A proposito di sede, visto che anche gli alpini bresciani soffrono di quello che i veci chiamavano “ el mal dela preda” , dopo la casa di Irma e la scuola Nikolajewka sopra citate, un’altra tessera si è aggiunta da qualche anno al fantastico mosaico realizzato dalle Penne Nere bresciane: una magnifica sede sorta, non a caso, a fianco della Scuola Nikolajewka, dove trovano spazio le numerose attività che rendono vivace e frenetica (forse troppo, dice qualcuno) la nostra vita associativa:
La segreteria con la fureria e le commissioni ad essa collegate: organi indispensabili per il funzionamento ed il coordinamento di una realtà forte di 152 gruppi e quasi 14000 soci.
La Protezione Civile, che con i nuclei ed i mezzi sopra descritti è sempre pronta a rispondere a qualsiasi allertamento.
Il GSA che grazie ad un entusiasta nucleo di giovani organizza ogni anno una serie di eventi e manifestazionisportive che vedono ruotare ogni volta centinaia e centinaia di alpini, soprattutto giovani, favorendo così il loro inserimento, altrimenti difficoltoso e problematico nella realtà associativa;
la Fondazione di studi storico militari dell’ANA di Brescia, interfacciata con la Commissione culturale, recenti realtà volte a raccogliere, conservare, valorizzare e rendere fruibile l’immenso patrimonio culturale e morale del mondo alpino, cercando così di evitarne la dispersione. In questo contesto sta prendendo forma, dopo uno stentata gestazione, anche il sospirato museo.
La redazione di “Ocio ala Pena” il nostro piccolo ma simpatico organo di informazione, oggi in via di rinnovamento, potenziamento e valorizzazione;
Infine una accogliente taverna dove tra una riunione ed un consiglio tra una discussione ed una baruffa, i soci trovano il tempo di bere un buon bicchiere e magari intonare qualche strofa del nostro vastissimo repertorio musicale; eh già, perché una sede non è una sede se ogni tanto non vi riecheggiano le note di una fanfara o l’eco di una canta alpina ; e così da qualche anno a questa parte, anche noi possiamo vantare un Coro che abbiamo voluto chiamare significativamente “Alte Cime” e che è ormai divenuto familiare nell’ambiente bresciano, una realtà ben affiatata.

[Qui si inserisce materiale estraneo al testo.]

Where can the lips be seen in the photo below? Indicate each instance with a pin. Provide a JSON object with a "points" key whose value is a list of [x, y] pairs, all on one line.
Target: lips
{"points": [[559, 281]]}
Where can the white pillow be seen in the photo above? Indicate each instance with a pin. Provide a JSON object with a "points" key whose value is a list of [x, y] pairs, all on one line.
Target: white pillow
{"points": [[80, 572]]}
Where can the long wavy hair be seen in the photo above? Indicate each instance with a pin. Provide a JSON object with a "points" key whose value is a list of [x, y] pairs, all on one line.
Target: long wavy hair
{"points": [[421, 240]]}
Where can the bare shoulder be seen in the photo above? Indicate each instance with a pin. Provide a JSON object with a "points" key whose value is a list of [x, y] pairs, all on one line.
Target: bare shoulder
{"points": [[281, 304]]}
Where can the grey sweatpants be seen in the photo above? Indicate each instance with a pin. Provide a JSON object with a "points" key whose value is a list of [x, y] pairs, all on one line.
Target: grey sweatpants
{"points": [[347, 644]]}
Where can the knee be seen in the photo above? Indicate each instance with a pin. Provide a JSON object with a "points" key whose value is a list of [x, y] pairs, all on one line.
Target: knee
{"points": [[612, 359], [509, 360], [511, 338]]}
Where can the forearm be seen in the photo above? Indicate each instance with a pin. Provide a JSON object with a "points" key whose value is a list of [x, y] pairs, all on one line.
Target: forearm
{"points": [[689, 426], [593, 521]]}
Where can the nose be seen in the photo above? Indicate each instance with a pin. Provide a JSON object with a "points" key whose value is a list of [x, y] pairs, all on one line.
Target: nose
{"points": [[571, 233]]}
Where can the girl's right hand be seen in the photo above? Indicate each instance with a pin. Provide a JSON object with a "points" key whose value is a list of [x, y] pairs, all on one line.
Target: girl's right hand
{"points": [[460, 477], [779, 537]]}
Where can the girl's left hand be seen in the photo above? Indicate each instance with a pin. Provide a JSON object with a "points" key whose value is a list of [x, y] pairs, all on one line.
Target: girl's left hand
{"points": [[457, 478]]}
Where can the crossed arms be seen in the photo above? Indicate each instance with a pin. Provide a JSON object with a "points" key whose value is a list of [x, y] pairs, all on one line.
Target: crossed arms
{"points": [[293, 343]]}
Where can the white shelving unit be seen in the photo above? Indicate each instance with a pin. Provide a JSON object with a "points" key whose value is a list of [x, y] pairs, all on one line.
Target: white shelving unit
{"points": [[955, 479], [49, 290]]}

Ed infine la nostra magnifica Fanfara “Tridentina” , il cui nome è, come si può intuire denso di significati: si perché dovete sapere che la sua origine è l’ulteriore segnale dell’orgoglio, della determinazione e dell’intraprendenza della nostra gente; infatti qualche anno fa, quando dal Ministero della Difesa, accampando incredibili e ridicole ragioni di bilancio, vennero soppresse le fanfare delle brigate alpine, i nostri in pochi mesi crearono dal nulla questa magnifica realtà, battezzandola, provocatoriamente, con il nome di una delle fanfare soppresse, ma anche uno dei più cari ai bresciani; una attrezzata e spaziosa sala prove è stata così creata per agevolare le impegnative ed indispensabili prove di entrambe le formazioni, la cui presenza è ormai letteralmente disputata dai nostri gruppi, e da altre sezioni e la necessità di far sempre, come si suol dire “bella figura”, costringe i componenti ad un impegno veramente notevole.